MILAN, 24 May (APM) - Italy's hepatitis C eradication programme is becoming more targeted as health service operators run out of easy-to-treat patients and start to look for hidden infections in specific parts of the population, Il Sole 24 Ore reported on Wednesday.
More than 170,000 people have been treated with direct-acting antivirals since they were first introduced. That is well short of the target of 240,000 that was set at the outset in 2017 but still considered a good performance.
The paper was covering an event in southern Italy, 'Be Fast, Be Different', which has received unconditional financial support from AbbVie. It was part of a roadshow providing information about at-risk groups and about treatments available.
Massimo Andreoni, scientific director of the Italian infectious and tropical diseases society SIMIT, highlighted how direct-acting antivirals eliminate infection in about 95% of cases through an eight-week course of drugs.
He emphasised the need to uncover infection in specific groups of the population such as drug addicts, migrants and prison inmates. It is estimated that around 100,000 infected people in Italy have not been diagnosed and may be unaware they have the hepatitis C virus, the paper said.
According to Andreoni, drug addicts carrying HCV are the most important to find and not just because they do not realise they are infected. "It has been calculated that a drug addict is able to transmit HCV infection to at least 20 other subjects in three years, generating a virus reservoir that we have to fight and eliminate," he said.
New national health institute chiefs chosen
The health minister, Giulia Grillo, has decided who she wants as the new president and new director general of the national health institute, Istituto Superiore di Sanità (ISS), Il Fatto Quotidiano reported on Wednesday.
She has sent the names of the two candidates to the cabinet office. Silvio Brussaforo, a preventative medicine specialist, has been acting commissioner for the institute sine December and it is proposed he be appointed full time.
The previous president, Walter Ricciardi, resigned suddenly in December. He stepped down after deciding the government was taking an anti-science stance over some issues, especially vaccines, the paper said.
Brussaforo will officially become president, if his appointment is confirmed, while Andrea Piccioli, an official from the health ministry’s programming department, will become director general.
Public/private partnerships key to developing Italy’s pharma R&D
Public/private partnerships are essential if Italy is to bring its pharma research and development activities to the same level as drugs manufacturing, according to Monday’s Il Sole 24 Ore.
The paper was reporting on an event organised by branded industry lobby group Farmindustria and the Italian pharmacological society SIF. It was held at Milan University for students and researchers to highlight job opportunities.
Developing new drugs is in the public interest and therefore needs to be promoted. Italy has an important role in the production of drugs but has been less successful on the research side, the event was told.
As a result, SIF and Farmindustria have launched a new platform, 'Innovation Flow'. It is aimed at providing a window for researchers to make their R&D projects visible and attract finance.
It is hoped it will lead to partnerships and dialogue between public and private subjects in research projects to develop new medicines, the paper said.
Court rules in favour of local council's compulsory vaccination order
A court has ruled in favour of a local council's compulsory vaccination order, according to Wednesday’s Il Resto del Carlino.
Parents in Rimini, who were fined for not having vaccinated their child, appealed against the decision to the local administrative tribunal TAR di Emilia Romagna.
The court ruled that it was in the public interest to have compulsory vaccination to protect against common diseases.
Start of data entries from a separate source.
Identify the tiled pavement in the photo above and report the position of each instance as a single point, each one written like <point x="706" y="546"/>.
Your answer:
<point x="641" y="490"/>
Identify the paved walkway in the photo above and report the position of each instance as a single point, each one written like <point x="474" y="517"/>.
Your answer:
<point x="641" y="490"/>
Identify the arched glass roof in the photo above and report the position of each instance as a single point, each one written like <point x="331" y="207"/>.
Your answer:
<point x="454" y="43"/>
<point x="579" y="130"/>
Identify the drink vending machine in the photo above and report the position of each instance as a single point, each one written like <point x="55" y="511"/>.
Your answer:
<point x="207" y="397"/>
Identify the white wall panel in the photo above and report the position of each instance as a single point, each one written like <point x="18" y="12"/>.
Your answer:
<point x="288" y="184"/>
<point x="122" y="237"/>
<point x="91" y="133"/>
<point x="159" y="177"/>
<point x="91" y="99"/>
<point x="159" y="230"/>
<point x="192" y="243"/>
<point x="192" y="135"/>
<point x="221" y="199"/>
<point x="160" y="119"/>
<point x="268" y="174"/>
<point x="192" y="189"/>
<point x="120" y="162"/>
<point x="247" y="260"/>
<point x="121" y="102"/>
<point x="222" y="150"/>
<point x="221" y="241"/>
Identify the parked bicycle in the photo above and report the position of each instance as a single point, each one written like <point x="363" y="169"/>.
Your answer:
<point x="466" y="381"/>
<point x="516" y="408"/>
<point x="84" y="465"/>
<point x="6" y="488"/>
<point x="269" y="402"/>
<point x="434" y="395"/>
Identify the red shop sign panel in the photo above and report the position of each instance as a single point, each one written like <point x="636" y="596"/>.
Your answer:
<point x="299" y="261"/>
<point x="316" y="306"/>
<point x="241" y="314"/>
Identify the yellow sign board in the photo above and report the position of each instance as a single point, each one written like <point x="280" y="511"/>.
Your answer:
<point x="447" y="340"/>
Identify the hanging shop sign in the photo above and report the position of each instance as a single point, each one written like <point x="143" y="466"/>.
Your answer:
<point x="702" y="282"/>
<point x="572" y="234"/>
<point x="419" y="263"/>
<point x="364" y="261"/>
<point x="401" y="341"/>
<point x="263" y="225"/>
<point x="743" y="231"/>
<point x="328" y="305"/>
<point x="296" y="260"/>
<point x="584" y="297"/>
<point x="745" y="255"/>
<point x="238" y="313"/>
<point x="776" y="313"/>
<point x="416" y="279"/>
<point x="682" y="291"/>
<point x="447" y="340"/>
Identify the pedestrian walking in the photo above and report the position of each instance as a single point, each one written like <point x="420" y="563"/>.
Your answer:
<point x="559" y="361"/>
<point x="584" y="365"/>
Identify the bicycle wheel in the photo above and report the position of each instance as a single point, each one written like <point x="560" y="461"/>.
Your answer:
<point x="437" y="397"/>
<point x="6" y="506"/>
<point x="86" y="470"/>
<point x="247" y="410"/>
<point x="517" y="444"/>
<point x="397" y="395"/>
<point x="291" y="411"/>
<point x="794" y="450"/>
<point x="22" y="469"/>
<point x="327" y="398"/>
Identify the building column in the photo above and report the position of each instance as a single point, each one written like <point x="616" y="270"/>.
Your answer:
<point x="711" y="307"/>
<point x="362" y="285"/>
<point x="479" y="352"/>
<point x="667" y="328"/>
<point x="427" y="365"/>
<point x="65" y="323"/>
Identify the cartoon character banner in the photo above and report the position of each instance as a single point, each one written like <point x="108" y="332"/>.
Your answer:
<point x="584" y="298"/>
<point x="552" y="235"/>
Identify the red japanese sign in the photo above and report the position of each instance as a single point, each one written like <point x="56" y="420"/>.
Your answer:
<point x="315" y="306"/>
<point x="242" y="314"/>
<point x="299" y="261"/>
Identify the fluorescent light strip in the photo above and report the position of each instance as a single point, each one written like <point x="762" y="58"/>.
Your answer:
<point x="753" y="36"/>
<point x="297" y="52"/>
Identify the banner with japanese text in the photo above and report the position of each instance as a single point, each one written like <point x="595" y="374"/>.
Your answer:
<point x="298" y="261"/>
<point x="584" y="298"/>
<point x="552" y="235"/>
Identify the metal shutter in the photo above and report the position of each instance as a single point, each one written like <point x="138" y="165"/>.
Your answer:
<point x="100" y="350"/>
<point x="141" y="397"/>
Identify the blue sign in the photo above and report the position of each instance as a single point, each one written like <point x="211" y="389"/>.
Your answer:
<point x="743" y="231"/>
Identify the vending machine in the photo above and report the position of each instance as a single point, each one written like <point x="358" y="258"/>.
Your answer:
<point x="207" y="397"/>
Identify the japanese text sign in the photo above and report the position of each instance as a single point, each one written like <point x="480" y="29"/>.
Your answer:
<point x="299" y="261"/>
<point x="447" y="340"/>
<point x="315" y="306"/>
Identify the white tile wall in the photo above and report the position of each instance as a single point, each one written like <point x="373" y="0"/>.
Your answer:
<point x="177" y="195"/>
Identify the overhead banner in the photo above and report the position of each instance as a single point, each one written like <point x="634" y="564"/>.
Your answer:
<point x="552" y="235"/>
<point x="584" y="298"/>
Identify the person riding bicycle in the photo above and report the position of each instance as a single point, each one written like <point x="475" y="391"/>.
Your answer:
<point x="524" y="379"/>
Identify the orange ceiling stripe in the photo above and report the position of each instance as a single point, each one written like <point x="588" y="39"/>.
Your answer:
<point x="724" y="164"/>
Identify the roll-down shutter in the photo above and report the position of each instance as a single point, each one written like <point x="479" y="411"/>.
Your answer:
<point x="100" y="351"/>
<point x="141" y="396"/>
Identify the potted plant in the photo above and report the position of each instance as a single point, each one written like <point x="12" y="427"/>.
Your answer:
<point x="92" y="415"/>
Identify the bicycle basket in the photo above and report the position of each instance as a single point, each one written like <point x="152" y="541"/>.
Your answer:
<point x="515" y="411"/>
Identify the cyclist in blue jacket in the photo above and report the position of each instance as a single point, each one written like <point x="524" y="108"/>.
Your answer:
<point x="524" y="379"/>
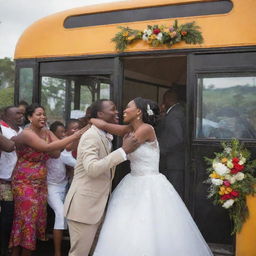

It ordered the parents to pay the costs of the case.
The Rimini council welcomed the decision, saying it clearly demonstrated that safeguarding health was paramount.
Seqirus' cell-based vaccine available for next flu season in Italy
Seqirus' cell-based vaccine Flucelvax Tera will be available in Italy for the 2019-2020 flu season, according to Wednesday's Il Sole 24 Ore.
A meeting in Rome this week looked at the possible benefits of the product. A study conducted in the U.S. using 1.3 million medical records showed it is 36% more effective, the conference was told. It also has faster production times, the paper said.
Paolo Bonanni, professor of hygiene at Florence University, said some viruses cultivated in eggs can undergo changes which diminish effectiveness. Cell-based production means the components of the virus provide more targeted protection and are therefore potentially more effective, he added.